Spots 2 itu diindentifikasi sebagai GST dengan homologi

protein Haliotis discus. GST adalah detisifikasi dan terlibat

dalam metabolisme xenobiotic dan mungkin lokal di cytosol

atau peroxisome (Ulmasov et al. , 1995). Group kedua

protein, terkait dengan stress oxidatif juga dimodulasi.

Salah satu protein, Mn-SOD (Spot 3) telah mengalami

penurunan regulasi. 4 protein lainnya β-tubulin (spot 4),heat shock protein HSP 70 (spot 5), thioredoxin peroxidase

(spot 6) dan katalase (spot 20) mengalami kenaikan regulasi.

Dalam penelitian ini, ditemukan juga protein berpartisipasi

atau merespon proses hormon yaitu spot 8 (hormon seks

27

Tabel 2 Daftar identifikasi protein dari hepatopankreasabalone menggunakan MALDI-TOF-MS

mengikat globin) dan 9 (7 dehy drocholesterol reductase).

Mereka termasuk dalam group 3, hormon sex mengikat globin

berpartisipasi dalam mengikat dan biosintesis adalah

mengalami penurunan regulasi. 7 dehydrocholesterol

direduksi menurun 2-fold. Keempat group termasuk protein

yang terlibat dalam metabolisme. Tiga protein itu mengalami

penurunan regulasi karena ekpose DAP/ BPA (ATPase syntesis

βchain, spot 11 ; alkohol dehydrogenase, spots 12 ; dantransfer elektron flvoprotein , spot 13). Dua protein

diekspresikan tinggi mengikuti DAP atau BPA (fruktosa-

biphospate aldolase, spot 14; dan malate dehydrogenase, spot

15. Protein ini adalah partisipasi utama pada proses

seluler dan lalu-lintas. Selain itu, dua protein lain ;

cathepsin L seperti sistem proteinase (spot 16) adalah

mengalami penurunan regulasi dan faktor komonen H (spot 21)

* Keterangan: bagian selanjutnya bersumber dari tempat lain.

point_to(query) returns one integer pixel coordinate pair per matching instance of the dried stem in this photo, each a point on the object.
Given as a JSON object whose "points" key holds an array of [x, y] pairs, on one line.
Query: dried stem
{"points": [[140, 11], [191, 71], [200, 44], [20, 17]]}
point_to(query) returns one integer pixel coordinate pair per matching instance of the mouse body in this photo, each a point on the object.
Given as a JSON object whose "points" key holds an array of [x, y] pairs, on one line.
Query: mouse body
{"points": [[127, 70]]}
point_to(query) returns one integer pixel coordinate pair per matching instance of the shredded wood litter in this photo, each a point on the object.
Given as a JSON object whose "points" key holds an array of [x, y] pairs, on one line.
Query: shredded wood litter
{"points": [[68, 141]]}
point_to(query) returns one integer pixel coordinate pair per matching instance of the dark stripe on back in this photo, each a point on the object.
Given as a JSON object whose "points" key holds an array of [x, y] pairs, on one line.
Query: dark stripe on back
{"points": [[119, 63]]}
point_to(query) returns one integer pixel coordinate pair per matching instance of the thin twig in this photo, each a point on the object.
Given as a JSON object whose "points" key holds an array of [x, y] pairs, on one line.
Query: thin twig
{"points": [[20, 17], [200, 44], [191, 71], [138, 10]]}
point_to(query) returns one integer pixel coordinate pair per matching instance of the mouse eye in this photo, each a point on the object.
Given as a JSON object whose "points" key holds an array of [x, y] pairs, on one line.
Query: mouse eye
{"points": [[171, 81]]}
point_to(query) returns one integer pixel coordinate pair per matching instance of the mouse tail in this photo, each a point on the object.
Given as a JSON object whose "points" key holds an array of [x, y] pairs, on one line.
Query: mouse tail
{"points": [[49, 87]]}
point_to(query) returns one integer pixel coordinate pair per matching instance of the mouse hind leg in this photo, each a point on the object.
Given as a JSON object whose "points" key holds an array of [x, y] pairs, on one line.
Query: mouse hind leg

mengalami penurunan regulasi yang yang terlibat interkoneksi

lingkungan dan host kemampuan kekebalan. Mereka termasuk

group lima. Akhirnya, protein (spot 23) juga telah

ditemukan.

Namun, enam spot tersisa (7,10,17, 19,22, dan 24)

tidak mem memberikan data yang jelas dalam penelitian ini

karena tidak dapat diterima verialibilitasnya/ kemampuannya,

yang diyakini menjadi hasil terdeteksi poor random oleh MS

dari setiap persiapan atau kurangnya data proteomik spesies

abalone.

4.2 Analisa Prosedur

4.2.1 Bahan Kimia

Reagen yang digunakan dalam poliakrilamid

elektroforesis gel 2 dimensi (2D-PAGE) adalah analisis

28

tingkat dan diperoleh dari Bio-Rad Pharmacia Biotech China

(Shanghai, China). Sequencing atau pembacaan kelas trypsin

dibeli dari Sigma-Aldrich. Trifluoroacetic acid (TFA) dan

acetonitrile berasal dari Merck China (Beijing, China). DAP

dan BPA (kemurnian >98%) yang diperoleh dari Shanghai

Chemicals Co (Shanghai, China).

4.2.2 Hewan dan Perlakuan Sampel

Abalone atau kerang mata tujuh, Haliotis asinina (betina),

dengan panjang cangkang 54 ± 4,5 mm, dikumpulkan dari

pertanian abalone (Shenzhen, Cina) dan disimpan dalam air

laut aerasi (25o C) selama satu minggu sebelum perlakuan.

Air laut itu dibersihkan oleh saringan pasir. Solusi EDC

(dilarutkan dalam aseton) ditambahkan ke air laut untuk

menghasilkan konsentrasi tes akhir. Konsentrasi uji DAP (50

µg L-1) dan BPA (100 µg L-1) dipilih atas dasar pra-

eksperimen sebelumnya (setelah 5 d pra-eksperimen, nilai

LC50 dari DAP dan BPA adalah 5000 µg L-1 dan 10000 µg L-1,

masing-masing; konsentrasi uji 1% dari nilai LC50).

Konsentrasi aseton akhir di setiap perlakuan relatif sama

(0,005 %).

Percobaan dilakukan pada kelompok perlakuan yang

berbeda dengan 100 abalones di setiap kelompok, perlakuan

terhadap abalone digunakan sebagai kontrol negatif, termasuk

kelompok kontrol aseton dan kelompok kontrol air laut.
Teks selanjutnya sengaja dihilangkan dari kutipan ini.